Numéro d'arrêt : 00BX01010
Numéro NOR : CETATEXT000007506851 ?
Identifiant URN:LEX : urn:lex;fr;cour.administrative.appel.bordeaux;arret;2004-03-09;00bx01010 ?

Texte :

Vu 1°) sous le n° 00BX01010, le recours, enregistré par télécopie le 5 mai 2000 et régularisé le 10 mai 2000 au greffe de la cour, présenté par le MINISTRE DE L'ECONOMIE, DES FINANCES ET DE L'INDUSTRIE ;

Le MINISTRE DE L'ECONOMIE, DES FINANCES ET DE L'INDUSTRIE demande à la cour :

1() d(annuler le jugement n( 98-655 et 98-1329 du 7 mars 2000 par lequel le tribunal administratif de Pau a, d'une part, annulé son arrêté du 25 février 1998 prononçant le licenciement pour insuffisance professionnelle de Mlle Françoise X, inspecteur du Trésor, d'autre part, condamné l'Etat à verser à celle-ci une somme égale à la différence entre les revenus perçus par elle durant la période d'effet de la mesure de licenciement et le montant des traitements qu'elle aurait dû percevoir au cours de la même période compte tenu de l'avancement à l'ancienneté auquel elle aurait pu prétendre, cette somme portant intérêt au taux légal à compter du 13 mai 1998, les intérêts échus le 17 février 2000 étant capitalisés à cette date pour produire eux-même intérêts ;

2°) de rejeter la demande présentée par Mlle X devant le tribunal administratif ;

...........................................................................................................

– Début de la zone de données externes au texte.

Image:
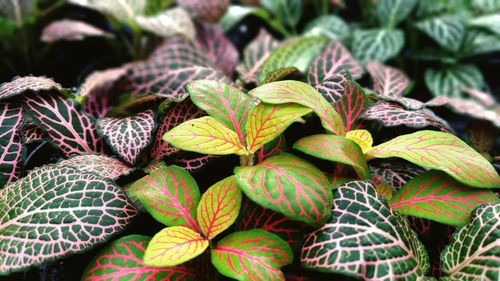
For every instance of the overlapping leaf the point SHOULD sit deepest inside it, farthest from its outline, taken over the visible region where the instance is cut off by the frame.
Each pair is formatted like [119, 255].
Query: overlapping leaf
[123, 259]
[440, 151]
[70, 129]
[128, 136]
[436, 196]
[473, 250]
[41, 219]
[252, 255]
[289, 185]
[365, 238]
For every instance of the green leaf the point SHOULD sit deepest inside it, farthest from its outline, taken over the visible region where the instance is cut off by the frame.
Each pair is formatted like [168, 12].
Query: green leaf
[170, 195]
[376, 44]
[473, 250]
[336, 149]
[266, 122]
[56, 211]
[450, 82]
[440, 151]
[205, 135]
[297, 92]
[448, 31]
[297, 52]
[365, 238]
[436, 196]
[288, 185]
[252, 255]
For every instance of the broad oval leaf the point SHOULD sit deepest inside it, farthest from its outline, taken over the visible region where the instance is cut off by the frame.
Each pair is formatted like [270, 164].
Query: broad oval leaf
[365, 238]
[205, 135]
[252, 255]
[174, 245]
[436, 196]
[440, 151]
[122, 259]
[297, 92]
[219, 207]
[288, 185]
[55, 211]
[129, 136]
[336, 149]
[266, 122]
[472, 253]
[170, 195]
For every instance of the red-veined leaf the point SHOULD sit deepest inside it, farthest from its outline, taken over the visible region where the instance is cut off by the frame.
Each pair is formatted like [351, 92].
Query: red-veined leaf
[122, 259]
[288, 185]
[336, 149]
[70, 129]
[205, 135]
[265, 122]
[56, 211]
[440, 151]
[387, 81]
[303, 94]
[436, 196]
[365, 238]
[174, 245]
[170, 195]
[128, 136]
[219, 207]
[252, 255]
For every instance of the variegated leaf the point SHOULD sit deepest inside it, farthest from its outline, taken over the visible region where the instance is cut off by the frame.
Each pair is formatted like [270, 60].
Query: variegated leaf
[41, 219]
[365, 238]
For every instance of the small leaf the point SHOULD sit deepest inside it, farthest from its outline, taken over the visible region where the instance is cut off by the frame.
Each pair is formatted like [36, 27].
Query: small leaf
[266, 122]
[365, 238]
[336, 149]
[297, 92]
[289, 185]
[205, 135]
[252, 255]
[174, 245]
[436, 196]
[441, 151]
[219, 207]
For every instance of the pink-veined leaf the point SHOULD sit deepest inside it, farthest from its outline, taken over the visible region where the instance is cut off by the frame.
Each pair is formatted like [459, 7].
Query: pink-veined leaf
[207, 10]
[205, 135]
[217, 47]
[71, 30]
[20, 85]
[288, 185]
[440, 151]
[102, 165]
[387, 81]
[128, 136]
[390, 114]
[219, 207]
[267, 121]
[122, 259]
[174, 245]
[170, 195]
[11, 145]
[223, 102]
[56, 211]
[365, 238]
[436, 196]
[336, 149]
[70, 129]
[175, 115]
[351, 105]
[255, 54]
[252, 255]
[303, 94]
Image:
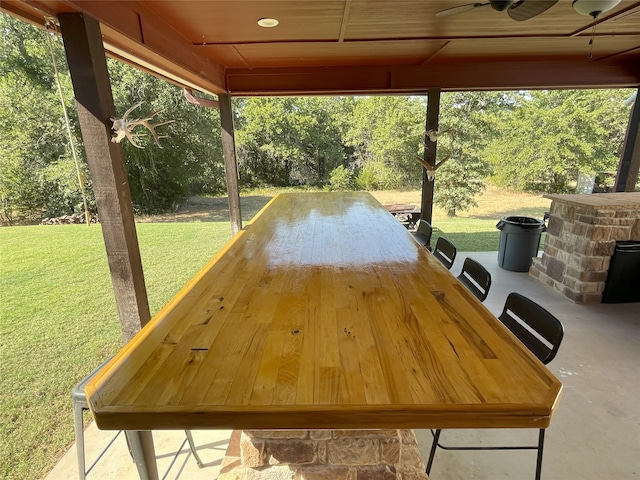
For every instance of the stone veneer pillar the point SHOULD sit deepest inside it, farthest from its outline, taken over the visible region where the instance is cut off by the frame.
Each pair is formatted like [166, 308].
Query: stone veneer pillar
[578, 247]
[323, 455]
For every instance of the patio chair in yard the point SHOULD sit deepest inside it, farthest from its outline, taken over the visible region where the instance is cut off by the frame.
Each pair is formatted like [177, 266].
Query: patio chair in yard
[422, 233]
[445, 251]
[79, 399]
[476, 278]
[542, 334]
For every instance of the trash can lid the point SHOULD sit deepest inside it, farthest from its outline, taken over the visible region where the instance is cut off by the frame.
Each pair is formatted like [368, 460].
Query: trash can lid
[517, 220]
[524, 223]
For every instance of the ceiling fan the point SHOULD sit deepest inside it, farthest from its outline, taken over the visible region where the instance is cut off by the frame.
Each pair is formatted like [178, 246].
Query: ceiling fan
[520, 10]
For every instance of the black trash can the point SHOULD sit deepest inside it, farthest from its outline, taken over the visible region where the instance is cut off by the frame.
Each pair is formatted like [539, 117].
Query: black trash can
[519, 242]
[623, 279]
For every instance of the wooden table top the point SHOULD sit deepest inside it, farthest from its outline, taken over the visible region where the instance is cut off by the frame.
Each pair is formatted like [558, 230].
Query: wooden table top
[323, 313]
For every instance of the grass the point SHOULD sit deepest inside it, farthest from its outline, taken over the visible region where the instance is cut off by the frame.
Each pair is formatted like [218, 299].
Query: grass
[475, 229]
[58, 318]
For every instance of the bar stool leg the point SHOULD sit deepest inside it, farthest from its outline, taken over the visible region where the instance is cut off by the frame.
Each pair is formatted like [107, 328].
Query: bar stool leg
[192, 445]
[540, 449]
[434, 446]
[141, 443]
[79, 430]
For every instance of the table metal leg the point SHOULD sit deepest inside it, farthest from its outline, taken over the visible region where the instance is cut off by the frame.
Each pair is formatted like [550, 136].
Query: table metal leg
[144, 455]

Vu les autres pièces du dossier ;

Classement CNIJ : 36-10-06-03 C+

Vu 2°) sous le n° 00BX02030, le recours, enregistré le 23 août 2000 au greffe de la cour, présenté par le MINISTRE DE L'ECONOMIE, DES FINANCES ET DE L'INDUSTRIE ;

Le ministre demande à la cour :

1() d(annuler le jugement n( 00-156 du 27 juin 2000 par lequel le tribunal administratif de Pau a, d'une part, annulé, par voie de conséquence de l'annulation de l'arrêté du 25 février 1998 prononçant le licenciement pour insuffisance professionnelle de Mlle Françoise X, inspecteur du Trésor, l'arrêté du 8 novembre 1999 maintenant ledit licenciement ;

2°) de rejeter la demande présentée par Mlle X devant le tribunal administratif ;

...........................................................................................................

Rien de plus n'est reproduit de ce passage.